Day Walkers
In the novel I Am Legend. the hero finds himself as the lone survivor of a pandemic that turns people into a form of zombie-vampire. The infected get a fever, appear to die, but then come back to life turned into a blood thirsty monster. The book is credited with starting the genre that remains a popular concept for movies and TV series. The book is a little more realistic, in that the monsters are not un-dead. They are merely infected with some sort of virus.
Unlike most Hollywood versions, the book sets up an interesting set of conditions that makes the hero’s story plausible. Again, the infected are not rotting corpses running around randomly looking for brains. Instead, the infected have a degree of awareness and sentience. They coordinate their efforts, plan ahead and seem to understand what is happening to them. They are also strictly limited to nighttime activity. That means they come out well past sunset and retreat before dawn.
This sets up the bulk of the book. The hero has about fourteen hours per day to operate without fearing the vampires. The story is set in Los Angeles, so weather is not an element of the story. He uses his time to make his home impenetrable, scavenge for supplies and research the cause of the pandemic. Because he has nothing but time, he eventually figures out that some sort of a virus has infected everyone and he uses this information to get better at killing the vampires as they sleep .
The book is worth reading, even if you have seen all of the zombie shows. The purpose here though is the math of the situation. The surviving humans in such a situation, where society is slowly being conquered by a weird rage virus, would be faced with a simple problem. They own the daylight hours and therefore must use that time to overcome their disadvantage at night, when the infected come out to hunt. Put another way, they must win more in the daytime than they lose at night.
Let us assume a scale of zero to ten. The infected have the maximum ability at night, so they are a ten for the ten hours a total darkness, because their senses are tuned for it by the virus. Humans, in contrast, usually sleep at night. We can still operate, using artificial light and other contrivances, but at best we are maybe a three. Some people will be better than others, but over all, the human effectiveness is a three. Simple math gives the vampires a 100-to-30 edge at night.
Now, things change in the daylight. The ten ours when the sun is clearly in the sky gives the humans their best advantage. It is the ultimate advantage because the vampires are in their sleep phase. The humans are at a ten in the daytime, while the vampires are a zero, so this changes the math to humans 130, vampires 100. If we take the in between hours around dusk and dawn, and give the vampires a five and the humans an eight, then the overall math is humans 132, vampires 120.
The thing is though, the humans have a period of unrestricted movement. This unlimited advantage during the day means they can reset the battlefield every day, giving themselves a little edge in the nighttime. They could vampire-proof their compounds and expand their safe area by going around and clearing the vampires out from their hiding places. This is what happens in the book. The hero gets so good at killing vampires in the daytime, that their numbers rapidly diminish.
This makes for a bad movie, so the script writers make the humans extra stupid so they never take advantage of their assets. They also make the infected super-human or able to defy the laws of physics in some way. They know the audience will side with the humans and they know people like being in the underdog role. The long running television series, The Walking Dead, has the infected magically animated, even as their flesh is long past the point of being useful.
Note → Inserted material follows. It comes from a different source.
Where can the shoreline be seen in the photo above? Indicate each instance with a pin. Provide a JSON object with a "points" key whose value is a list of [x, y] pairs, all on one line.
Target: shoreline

This is the mistake outsider political movements often make. They see themselves as the humans, fighting some evil, rather than viewing themselves as the virus infected zombies looking to overthrow the natural order. What makes the Matheson book so good, is he looked at the situation from the point of view of the infected. In the book, some of the infected begin to figure out how to operate in the daytime hours. This completely changes the math.
When Richard Spencer walks onto a college campus to give a speech, he is no different from an infected zombie vampire showing up in a camp of humans, to sell the benefits of vampirism. It is no wonder they set upon him with a fury. More important, he is operating in their space, where they have an infinite advantage. It’s a fight that the infected cannot win, because they have no ability to operate in that environment. The same is true of planned public protests.
Just as the vampires in the novel carried the day by adapting to the daytime, the alt-right needs to become day walkers. If instead of a Spencer strolling on campus to get killed, imagine an alt-right guy getting an IT job at the NY Times. Imagine if Pax Dickinson was still operating as a CTO at a major media company. It is the reason the Left is obsessed with doxing people. They lie awake at night thinking about day walkers getting inside the wire.
The alt-right and affiliated groups need to forget about confrontation. Sure, some of their members and supporters are there just so they can brawl with Antifa, but an army of Chris Cantwells is an army of vampires that are useless in the daytime. There’s nothing to gain from losing by playing by their rules. The alt-right needs to go underground, in order to become day walkers, with the ability to walk among the Left in their own areas, learning how to turn their advantages into liabilities.